Application of the PEGASUS gene-level association test to the Drosophila Genome Reference Panel
Developed using Pegasus Version 1.3 (Nakka et al. 2016 - Genetics)
December 12, 2019
Code is modified from VEGAS source code (Liu et al. 2010 - AJHG)
Questions: Contact firstname.lastname@example.org
R (version 3.0.2 or higher)
Plink 1.07 (1.9 beta 3, 7 Jun is also okay)
Please note the following:
R and PLINK must be installed and in your PATH for this program to run. This program requires the R packages corpcor and CompQuadForm. If they are missing, it will return an error. This directory (PEGASUS) contains the following:
pegasus_flies.pl - source code for PEGASUS_flies program.
DGRP - directory containing genotype data from the 205 lines of the Drosophila Genome Research Project.
glist-dm5.57 - list of genes and their bounds developed from annotation file provided by the DGRP (http://dgrp2.gnets.ncsu.edu/data.html)
Usage: Commands to run this program should have the following format:
./pegasus_flies.pl [input pvalues file] [parameters]
The input p-values file is a tab-separated table of SNP names and corresponding p-values.
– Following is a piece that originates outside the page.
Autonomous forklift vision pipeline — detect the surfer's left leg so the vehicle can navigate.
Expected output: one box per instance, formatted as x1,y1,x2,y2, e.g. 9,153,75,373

For an example file of p-values, please see
example.txt. The one required parameter is to specify which reference genotype data or custom LD file should be used for LD calculations. If using the provided DGRP data, type:
-pop DGRP. If using your own genotype data to calculate LD, type
-custom followed by the path to and prefix of your PLINK bed files. Alternatively, if you would like to use your own LD file containing pre-calculated values for correlation between SNPs in every gene in the dataset, type
-ld-file followed by the absolute path to your LD file in PLINK format. Note that correlation values should be r and not r^2. (See below for further explanation and sample commands.)
This program uses the following flags for required LD parameter:
-custom [path + prefix of PLINK bed files for custom genotypes to use for calculating LD, must be in bed format] specify path and name of plink bed/bim/fam files with custom genotypes to calculate LD matrices (ex."path/to/bed/file/mydata")
-pop DGRP use given DGRP data as reference genotypes to calculate LD
-ld-file [absolute path + name of pre-calculated LD file] specify absolute path and name of pre-calculated LD file in default PLINK format (see below) containing correlation values (r) between SNPs in each gene to be evaluated.
1 10000015 X_10000015_INS 1 10000031 X_10000031_SNP 0.872127 1 10000015 X_10000015_INS 1 10000035 X_10000035_SNP 0.804592
Please note that processing the custom LD file can slow down the PEGASUS program considerably for large genome-wide SNP datasets. Parallelizing gene score computation by running each chromosome separately is highly recommended with this option.
-out [path + prefix of outfile] specify name for the .out output file with gene scores
-chr [# between 1 and 6] compute gene scores for given chromosome only. Chromosomes are labeled 1 through 6 using the following conversion: X:1, 2L:2, 2R:3, 3L:4, 3R:5, 4:6. If you wish to include genes on Y and mitochondrial, encode them as chromosomes 7 and 8, respectively.
-upper [# of bp downstream of gene to be included ex. 30000] This flag can only be used with custom genotypes or pre-calculated LD files. The default is 1kb.
-lower [# of bp upstream of gene to be included ex. 30000] This flag can only be used with custom genotypes or pre-calculated LD files. The default is 1kb.
The following is a sample command using the given example files:
./pegasus_flies.pl example.txt -pop DGRP -out test
The resulting output file test.out should match the given example.out file.
To parallelize the process for large datasets, it is useful to run each chromosome separately using the -chr flag as in the following example:
./pegasus_flies.pl example.txt -pop DGRP -chr 1 -out example_chr1
When using custom genotypes, please make sure the length of the .bim file is the same as the length of the p-values file (they should contain the same markers).
ERROR: Could not place marker for left/right window edge - this is a plink error message that occurs when there are not enough markers in a given bp range and can be ignored.
Make sure the directory DGRP is in the same directory as
pegasus_flies.pl — this directory contains files needed for the program to function.